To train the model, execute the following commands in your terminal:
pip install -r backend/requirements.txt
python baseline models/<choose the baseline model you want>The model's performance is evaluated using various metrics, including accuracy, F1 score, precision, and recall. Detailed training logs and evaluation reports will be generated during the training process. Comprehensive classification reports are also available to assess the effectiveness of the model across different classes.
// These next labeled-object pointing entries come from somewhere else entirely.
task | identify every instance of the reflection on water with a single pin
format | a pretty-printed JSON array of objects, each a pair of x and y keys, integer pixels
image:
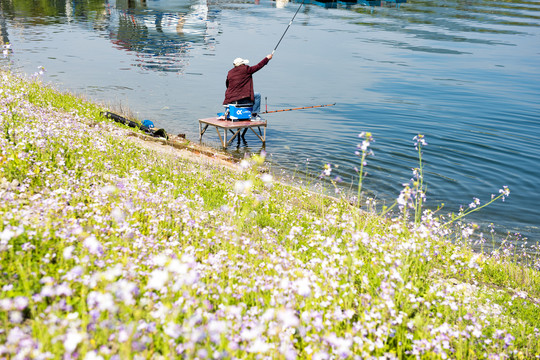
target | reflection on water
[
  {"x": 160, "y": 32},
  {"x": 463, "y": 73}
]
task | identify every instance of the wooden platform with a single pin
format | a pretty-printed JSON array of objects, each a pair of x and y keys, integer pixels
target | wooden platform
[{"x": 237, "y": 129}]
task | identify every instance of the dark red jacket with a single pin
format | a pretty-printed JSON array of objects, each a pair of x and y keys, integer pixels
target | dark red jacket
[{"x": 240, "y": 82}]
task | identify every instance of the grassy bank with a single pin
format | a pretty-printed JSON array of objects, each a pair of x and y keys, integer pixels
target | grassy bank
[{"x": 110, "y": 250}]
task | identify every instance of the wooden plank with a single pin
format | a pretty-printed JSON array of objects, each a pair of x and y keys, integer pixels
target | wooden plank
[{"x": 237, "y": 128}]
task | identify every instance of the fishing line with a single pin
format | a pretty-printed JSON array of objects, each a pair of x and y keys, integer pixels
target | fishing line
[{"x": 290, "y": 22}]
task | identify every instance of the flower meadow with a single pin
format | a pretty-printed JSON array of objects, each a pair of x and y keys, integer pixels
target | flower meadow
[{"x": 109, "y": 250}]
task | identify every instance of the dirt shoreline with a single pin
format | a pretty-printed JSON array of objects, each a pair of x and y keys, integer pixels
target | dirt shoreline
[{"x": 181, "y": 147}]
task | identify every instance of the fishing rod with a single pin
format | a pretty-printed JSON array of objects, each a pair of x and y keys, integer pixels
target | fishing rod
[
  {"x": 290, "y": 22},
  {"x": 300, "y": 108}
]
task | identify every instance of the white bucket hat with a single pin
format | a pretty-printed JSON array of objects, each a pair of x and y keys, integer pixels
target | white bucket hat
[{"x": 240, "y": 61}]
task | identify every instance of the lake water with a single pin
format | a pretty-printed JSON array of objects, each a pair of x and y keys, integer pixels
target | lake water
[{"x": 463, "y": 73}]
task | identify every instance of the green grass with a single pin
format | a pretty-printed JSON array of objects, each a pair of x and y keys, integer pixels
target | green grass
[{"x": 109, "y": 249}]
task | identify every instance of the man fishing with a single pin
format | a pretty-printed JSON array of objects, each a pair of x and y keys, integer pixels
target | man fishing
[{"x": 240, "y": 84}]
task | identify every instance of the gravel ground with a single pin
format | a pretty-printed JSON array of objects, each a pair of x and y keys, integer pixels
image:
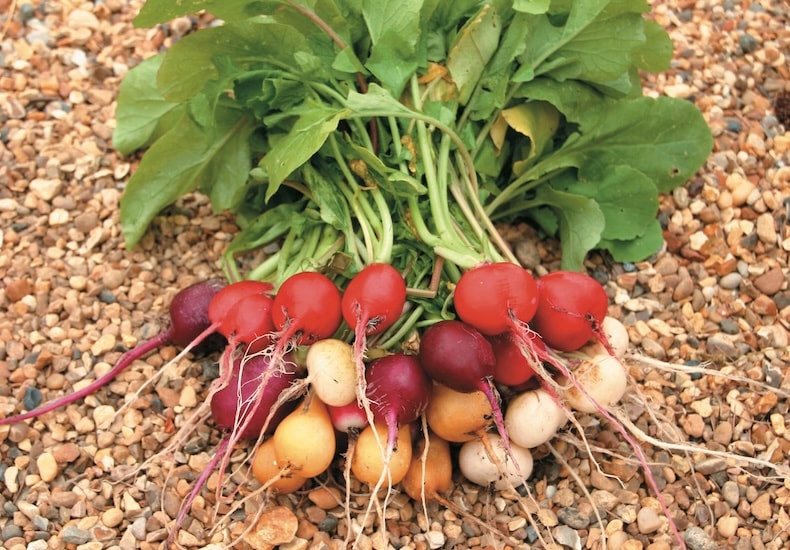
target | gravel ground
[{"x": 708, "y": 319}]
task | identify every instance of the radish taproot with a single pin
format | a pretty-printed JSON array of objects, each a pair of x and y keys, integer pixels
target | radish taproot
[
  {"x": 305, "y": 439},
  {"x": 189, "y": 326},
  {"x": 399, "y": 391},
  {"x": 458, "y": 416},
  {"x": 533, "y": 417},
  {"x": 430, "y": 473},
  {"x": 369, "y": 465},
  {"x": 600, "y": 381},
  {"x": 571, "y": 308},
  {"x": 270, "y": 473},
  {"x": 457, "y": 355}
]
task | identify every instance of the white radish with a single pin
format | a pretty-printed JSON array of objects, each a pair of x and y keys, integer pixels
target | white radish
[
  {"x": 616, "y": 334},
  {"x": 533, "y": 418},
  {"x": 602, "y": 377},
  {"x": 477, "y": 465},
  {"x": 332, "y": 371}
]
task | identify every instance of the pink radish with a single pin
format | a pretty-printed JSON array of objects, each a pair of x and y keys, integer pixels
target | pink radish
[{"x": 189, "y": 326}]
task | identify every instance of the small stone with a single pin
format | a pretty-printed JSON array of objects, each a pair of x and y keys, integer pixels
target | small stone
[
  {"x": 647, "y": 520},
  {"x": 105, "y": 343},
  {"x": 46, "y": 189},
  {"x": 73, "y": 535},
  {"x": 761, "y": 508},
  {"x": 731, "y": 281},
  {"x": 277, "y": 525},
  {"x": 47, "y": 467},
  {"x": 727, "y": 526},
  {"x": 697, "y": 539},
  {"x": 731, "y": 493},
  {"x": 325, "y": 498},
  {"x": 82, "y": 19},
  {"x": 17, "y": 289},
  {"x": 112, "y": 517},
  {"x": 771, "y": 281}
]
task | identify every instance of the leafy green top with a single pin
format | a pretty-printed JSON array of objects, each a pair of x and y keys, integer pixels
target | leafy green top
[{"x": 360, "y": 127}]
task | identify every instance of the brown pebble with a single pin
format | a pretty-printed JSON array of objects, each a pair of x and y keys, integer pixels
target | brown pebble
[
  {"x": 771, "y": 281},
  {"x": 18, "y": 289},
  {"x": 761, "y": 508}
]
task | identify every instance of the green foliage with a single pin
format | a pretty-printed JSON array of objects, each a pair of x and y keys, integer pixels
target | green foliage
[{"x": 366, "y": 124}]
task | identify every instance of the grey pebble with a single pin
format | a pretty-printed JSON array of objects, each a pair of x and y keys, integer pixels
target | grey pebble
[
  {"x": 731, "y": 281},
  {"x": 74, "y": 535},
  {"x": 10, "y": 531},
  {"x": 573, "y": 518},
  {"x": 697, "y": 539}
]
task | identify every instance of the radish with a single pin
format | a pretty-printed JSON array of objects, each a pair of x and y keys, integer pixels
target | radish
[
  {"x": 305, "y": 439},
  {"x": 245, "y": 404},
  {"x": 398, "y": 390},
  {"x": 372, "y": 301},
  {"x": 349, "y": 418},
  {"x": 431, "y": 470},
  {"x": 331, "y": 371},
  {"x": 533, "y": 418},
  {"x": 600, "y": 381},
  {"x": 457, "y": 416},
  {"x": 489, "y": 463},
  {"x": 571, "y": 308},
  {"x": 496, "y": 297},
  {"x": 512, "y": 367},
  {"x": 268, "y": 471},
  {"x": 306, "y": 309},
  {"x": 189, "y": 326},
  {"x": 453, "y": 353},
  {"x": 369, "y": 465}
]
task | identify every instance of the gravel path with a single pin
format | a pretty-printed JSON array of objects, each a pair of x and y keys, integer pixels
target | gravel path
[{"x": 708, "y": 319}]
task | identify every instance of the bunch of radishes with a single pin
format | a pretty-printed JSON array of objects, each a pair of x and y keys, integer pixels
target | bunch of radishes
[{"x": 301, "y": 367}]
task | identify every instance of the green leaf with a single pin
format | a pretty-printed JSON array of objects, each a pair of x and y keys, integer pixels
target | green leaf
[
  {"x": 581, "y": 224},
  {"x": 394, "y": 29},
  {"x": 141, "y": 109},
  {"x": 304, "y": 139},
  {"x": 154, "y": 12},
  {"x": 193, "y": 61},
  {"x": 475, "y": 45},
  {"x": 666, "y": 139},
  {"x": 184, "y": 158},
  {"x": 595, "y": 43},
  {"x": 635, "y": 250},
  {"x": 627, "y": 199},
  {"x": 537, "y": 120},
  {"x": 655, "y": 54}
]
The Baseline_Code1 Model has reached a high accuracy of 70.77% which is the best compared to models released across the internet trained on the same dataset. The below link compares the best models trained on this dataset. Data Source
Contributions are welcome! If you have suggestions for improvements, or new features, or wish to report issues, please open an issue or submit a pull request. We encourage collaborative efforts to enhance the project's capabilities and reach.
This project is licensed under the MIT License. See the LICENSE file for details.
- Integration of Additional Modalities: Expand capabilities to include audio and video analysis more comprehensively.
- Real-time Detection: Implement mechanisms for real-time misinformation detection using live feeds from social media platforms.
- User Feedback Mechanism: Incorporate a user feedback system to continuously improve model accuracy based on community input.